Страдалица озиралась по сторонам, не понимая причину разразившегося веселья. Вроде все правильно сказала. Как учили.
– И откуда же орут? – спросила как ни в чем не бывало судья.
– Изо рта! – со слезой в голосе обиженно выкрикнула Кононенко.
– Продолжайте, – кивнула судья.
– А чего продолжать? Надругался, как хотел. Мало этого? Теперь вот беременная я! Справка вот от врача! Рожу – кто кормить будет?
Справку незамедлительно передали судье.
Ничего себе! Ну и драма разворачивалась!

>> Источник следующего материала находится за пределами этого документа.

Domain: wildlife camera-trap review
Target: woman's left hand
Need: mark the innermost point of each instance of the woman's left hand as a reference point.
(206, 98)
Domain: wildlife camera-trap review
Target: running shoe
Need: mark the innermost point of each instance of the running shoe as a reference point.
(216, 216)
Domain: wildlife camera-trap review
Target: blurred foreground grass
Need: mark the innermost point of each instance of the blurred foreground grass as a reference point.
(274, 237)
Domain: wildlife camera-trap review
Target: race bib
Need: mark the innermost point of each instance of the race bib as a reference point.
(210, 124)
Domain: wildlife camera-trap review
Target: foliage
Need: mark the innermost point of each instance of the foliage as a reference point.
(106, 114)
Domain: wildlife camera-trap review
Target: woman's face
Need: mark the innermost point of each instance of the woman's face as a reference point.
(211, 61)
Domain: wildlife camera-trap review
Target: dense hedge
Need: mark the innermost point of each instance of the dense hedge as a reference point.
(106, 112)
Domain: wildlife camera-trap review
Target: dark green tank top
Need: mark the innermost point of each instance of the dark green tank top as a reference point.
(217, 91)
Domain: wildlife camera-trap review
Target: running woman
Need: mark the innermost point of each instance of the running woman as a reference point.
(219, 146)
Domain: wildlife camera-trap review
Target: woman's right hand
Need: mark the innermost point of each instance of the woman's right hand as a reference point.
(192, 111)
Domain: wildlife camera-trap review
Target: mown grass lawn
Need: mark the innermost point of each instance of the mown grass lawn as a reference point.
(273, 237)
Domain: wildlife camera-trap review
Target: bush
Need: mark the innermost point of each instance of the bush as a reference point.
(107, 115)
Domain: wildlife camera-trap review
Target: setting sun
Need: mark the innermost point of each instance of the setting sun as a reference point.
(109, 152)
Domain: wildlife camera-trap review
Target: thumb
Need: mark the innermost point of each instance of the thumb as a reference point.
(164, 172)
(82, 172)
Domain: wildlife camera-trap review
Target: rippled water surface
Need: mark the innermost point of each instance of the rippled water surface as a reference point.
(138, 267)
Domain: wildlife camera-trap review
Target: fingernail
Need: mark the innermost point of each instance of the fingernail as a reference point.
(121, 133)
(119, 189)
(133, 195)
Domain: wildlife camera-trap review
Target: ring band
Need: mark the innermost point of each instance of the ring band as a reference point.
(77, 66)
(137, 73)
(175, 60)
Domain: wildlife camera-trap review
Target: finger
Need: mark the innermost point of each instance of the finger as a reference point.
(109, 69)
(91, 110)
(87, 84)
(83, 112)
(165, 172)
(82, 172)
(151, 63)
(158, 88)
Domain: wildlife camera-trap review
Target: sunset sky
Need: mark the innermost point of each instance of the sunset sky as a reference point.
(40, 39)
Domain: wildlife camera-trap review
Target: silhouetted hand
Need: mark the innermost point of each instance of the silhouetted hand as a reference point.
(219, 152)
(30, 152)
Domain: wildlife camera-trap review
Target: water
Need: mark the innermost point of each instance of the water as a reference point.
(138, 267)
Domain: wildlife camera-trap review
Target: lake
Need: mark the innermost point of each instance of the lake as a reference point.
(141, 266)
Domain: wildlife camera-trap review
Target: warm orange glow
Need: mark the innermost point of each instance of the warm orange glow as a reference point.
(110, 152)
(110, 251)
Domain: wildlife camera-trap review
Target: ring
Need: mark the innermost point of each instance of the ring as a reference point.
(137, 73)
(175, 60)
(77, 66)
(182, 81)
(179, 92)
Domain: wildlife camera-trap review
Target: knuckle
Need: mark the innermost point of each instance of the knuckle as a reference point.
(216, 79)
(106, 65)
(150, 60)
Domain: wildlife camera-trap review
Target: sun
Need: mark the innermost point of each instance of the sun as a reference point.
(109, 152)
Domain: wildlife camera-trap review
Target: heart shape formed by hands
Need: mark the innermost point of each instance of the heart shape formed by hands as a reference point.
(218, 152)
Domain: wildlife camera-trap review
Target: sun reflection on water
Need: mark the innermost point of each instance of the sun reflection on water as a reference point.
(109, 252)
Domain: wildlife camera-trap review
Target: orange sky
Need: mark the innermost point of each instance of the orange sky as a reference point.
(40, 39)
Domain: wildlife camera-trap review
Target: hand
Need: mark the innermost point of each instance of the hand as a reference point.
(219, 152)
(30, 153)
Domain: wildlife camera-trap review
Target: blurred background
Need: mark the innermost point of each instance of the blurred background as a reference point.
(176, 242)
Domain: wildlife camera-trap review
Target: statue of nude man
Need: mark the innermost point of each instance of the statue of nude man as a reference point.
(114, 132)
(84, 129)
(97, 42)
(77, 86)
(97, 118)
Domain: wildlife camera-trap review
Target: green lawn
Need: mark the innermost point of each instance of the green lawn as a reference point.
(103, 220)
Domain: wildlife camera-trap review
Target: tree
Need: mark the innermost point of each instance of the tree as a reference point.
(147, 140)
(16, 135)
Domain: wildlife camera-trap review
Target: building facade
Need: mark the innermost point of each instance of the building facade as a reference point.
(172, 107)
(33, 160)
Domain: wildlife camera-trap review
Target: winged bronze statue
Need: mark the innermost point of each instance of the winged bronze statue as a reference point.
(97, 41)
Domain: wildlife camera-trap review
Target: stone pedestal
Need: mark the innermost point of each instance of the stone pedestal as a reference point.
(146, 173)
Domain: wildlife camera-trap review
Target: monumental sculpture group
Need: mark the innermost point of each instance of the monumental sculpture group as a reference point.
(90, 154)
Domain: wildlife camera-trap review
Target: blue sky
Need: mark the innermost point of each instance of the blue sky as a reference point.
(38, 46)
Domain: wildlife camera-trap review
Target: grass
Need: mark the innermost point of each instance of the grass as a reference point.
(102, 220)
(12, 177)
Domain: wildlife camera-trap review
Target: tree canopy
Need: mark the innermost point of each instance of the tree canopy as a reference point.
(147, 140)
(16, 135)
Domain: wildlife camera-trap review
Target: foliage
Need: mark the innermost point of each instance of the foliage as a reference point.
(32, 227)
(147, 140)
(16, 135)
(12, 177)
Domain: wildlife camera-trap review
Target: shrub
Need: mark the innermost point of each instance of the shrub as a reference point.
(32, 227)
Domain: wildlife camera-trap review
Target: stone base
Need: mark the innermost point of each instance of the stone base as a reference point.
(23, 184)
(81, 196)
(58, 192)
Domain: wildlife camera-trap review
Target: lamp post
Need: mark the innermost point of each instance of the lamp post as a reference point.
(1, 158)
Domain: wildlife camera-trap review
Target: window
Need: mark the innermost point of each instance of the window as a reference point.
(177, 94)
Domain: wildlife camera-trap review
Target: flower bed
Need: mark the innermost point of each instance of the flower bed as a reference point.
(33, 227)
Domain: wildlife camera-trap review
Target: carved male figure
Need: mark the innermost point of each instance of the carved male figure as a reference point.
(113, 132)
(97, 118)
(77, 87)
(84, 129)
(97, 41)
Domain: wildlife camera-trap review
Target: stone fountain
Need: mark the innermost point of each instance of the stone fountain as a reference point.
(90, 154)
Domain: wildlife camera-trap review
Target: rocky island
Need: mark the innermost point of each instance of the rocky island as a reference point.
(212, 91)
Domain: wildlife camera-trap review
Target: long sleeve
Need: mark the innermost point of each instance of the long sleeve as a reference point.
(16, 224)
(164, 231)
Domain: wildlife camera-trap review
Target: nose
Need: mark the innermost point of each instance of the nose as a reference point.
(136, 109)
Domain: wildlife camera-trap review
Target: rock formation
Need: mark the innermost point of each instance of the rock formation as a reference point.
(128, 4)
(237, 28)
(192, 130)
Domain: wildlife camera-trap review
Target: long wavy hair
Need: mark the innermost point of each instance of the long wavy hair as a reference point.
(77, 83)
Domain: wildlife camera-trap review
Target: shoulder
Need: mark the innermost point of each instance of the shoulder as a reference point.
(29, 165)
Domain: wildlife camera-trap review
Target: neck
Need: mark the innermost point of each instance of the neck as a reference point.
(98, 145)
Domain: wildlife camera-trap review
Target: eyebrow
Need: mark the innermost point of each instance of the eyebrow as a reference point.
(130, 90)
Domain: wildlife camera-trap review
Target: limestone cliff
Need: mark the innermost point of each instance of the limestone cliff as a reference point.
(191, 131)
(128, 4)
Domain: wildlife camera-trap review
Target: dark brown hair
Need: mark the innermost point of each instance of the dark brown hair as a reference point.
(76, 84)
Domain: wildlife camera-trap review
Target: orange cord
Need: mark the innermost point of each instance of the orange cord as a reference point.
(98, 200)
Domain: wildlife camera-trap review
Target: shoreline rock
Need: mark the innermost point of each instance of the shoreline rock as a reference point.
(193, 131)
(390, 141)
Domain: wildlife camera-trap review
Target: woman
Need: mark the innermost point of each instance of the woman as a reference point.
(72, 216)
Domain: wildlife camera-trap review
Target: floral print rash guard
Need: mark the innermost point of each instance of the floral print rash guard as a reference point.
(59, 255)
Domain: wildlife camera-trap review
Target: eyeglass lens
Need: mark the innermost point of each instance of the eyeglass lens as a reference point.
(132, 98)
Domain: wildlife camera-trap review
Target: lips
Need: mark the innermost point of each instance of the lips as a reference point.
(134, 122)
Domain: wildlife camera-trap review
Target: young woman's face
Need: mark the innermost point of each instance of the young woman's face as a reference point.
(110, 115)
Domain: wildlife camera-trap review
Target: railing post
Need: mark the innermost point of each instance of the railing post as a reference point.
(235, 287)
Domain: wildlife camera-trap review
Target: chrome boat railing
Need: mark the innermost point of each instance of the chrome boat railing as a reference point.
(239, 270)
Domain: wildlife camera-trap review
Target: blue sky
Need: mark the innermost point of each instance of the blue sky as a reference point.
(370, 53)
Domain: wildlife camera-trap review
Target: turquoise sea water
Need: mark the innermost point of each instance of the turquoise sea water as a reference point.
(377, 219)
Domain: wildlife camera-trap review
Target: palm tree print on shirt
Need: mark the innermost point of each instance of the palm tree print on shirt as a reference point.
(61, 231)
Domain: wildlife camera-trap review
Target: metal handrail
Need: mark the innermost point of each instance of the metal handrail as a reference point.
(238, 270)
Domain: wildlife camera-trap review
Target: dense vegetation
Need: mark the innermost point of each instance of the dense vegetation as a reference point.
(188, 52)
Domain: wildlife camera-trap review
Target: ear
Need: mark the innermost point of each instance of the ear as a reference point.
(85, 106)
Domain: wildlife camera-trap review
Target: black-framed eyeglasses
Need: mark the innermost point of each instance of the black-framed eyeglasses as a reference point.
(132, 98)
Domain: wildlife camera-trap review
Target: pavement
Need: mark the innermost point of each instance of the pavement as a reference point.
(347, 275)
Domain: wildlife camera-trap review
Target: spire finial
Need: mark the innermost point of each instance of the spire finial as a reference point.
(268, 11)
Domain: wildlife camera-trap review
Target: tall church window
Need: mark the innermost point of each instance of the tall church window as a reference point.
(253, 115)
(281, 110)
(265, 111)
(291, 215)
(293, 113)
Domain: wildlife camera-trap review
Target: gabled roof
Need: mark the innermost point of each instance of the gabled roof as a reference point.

Да еще с такими серьезными последствиями!
Они что, не понимают, что именно в случае беременности легко опровергнуть отцовство того, на кого клевещут?
Или прогресс сюда еще не дошел? Тут не слыхивали о таких доказательствах, как генетическая экспертиза?
А с другой стороны, эффект произведен. И если потом обнаружится, что отцом ребенка изнасилованной является совсем другой мужчина, это же будет потом. А сейчас самая первоочередная задача – наказать вот этого, отдельно взятого преступника.
Тем временем вызвали свидетельницу – главную и единственную, – сидевшую в кустах во время злодейского преступления и все наблюдавшую от и до вот этими самыми честными матрешечными глазами.
Юлия Бурыгина исправно поведала, как, горько плача, трясясь и смертельно боясь, наблюдала из своего укрытия за ужасными событиями.
– Почему же вы не позвали на помощь? – задала вопрос судья.
– Так боялась я! А вдруг на меня перекинется?
– Неужели вы вдвоем не справились бы с одним человеком. Он же явно не богатырь.
– Дык нож у него! И палка! И злой он был тогда очень. Это он сейчас тихо сидит. Испугался, видать. А когда злой – это другое дело совсем. Он матом на нас ругался. Кулаками изо всех сил махал.
– А убежать? Не пробовали? Раз так боялись?
– Я не знаю… – опустила глаза Бурыгина. – Но… Я все видела… Я все скажу…
– Говорите, – вздохнула судья, снова заскучав.
Наличие свидетеля преступления почти на сто процентов решало исход дела. Так объяснил им адвокат. Конечно, если результаты медицинской экспертизы не опровергнут показания «потерпевшей» и «очевидицы».
Бурыгина повествовала. Как накинулся на ее подругу негодяй, как угрожал, как навалился, как совершил насилие. Как непрестанно материл, что было мочи, а потом «делал оральный секс» ее несчастной подруге.
Говорила она без запинки, даже в ладонь не заглядывала. Хорошо заучила текст. Молодец. Такая – пригодится!
Все шло по заведенному порядку. Выступал представитель правоохранительных органов. Он очень четко и кратко поведал, как к ним в отделение обратилась потерпевшая Кононенко. Провели экспертизу. Опросили свидетельницу. Потом поехали к подсудимому. Тот все напрочь отрицал. Привезли в отделение. Завели уголовное дело. Взяли подписку о невыезде. Все как положено. Провели следственные мероприятия…
– Передайте, пожалуйста, результаты экспертизы, – велела судья.
– Они… это… они утеряны были. Их майор Петрук вез в общественном транспорте. В электричке. И утерял. Вот акт. Майору был объявлен выговор.
Акт об утере результатов экспертизы был немедленно передан судье.
Цинизм происходящего даже не поражал. Очевидно, к подобному ведению судебных дел привыкли, как к скучным будням.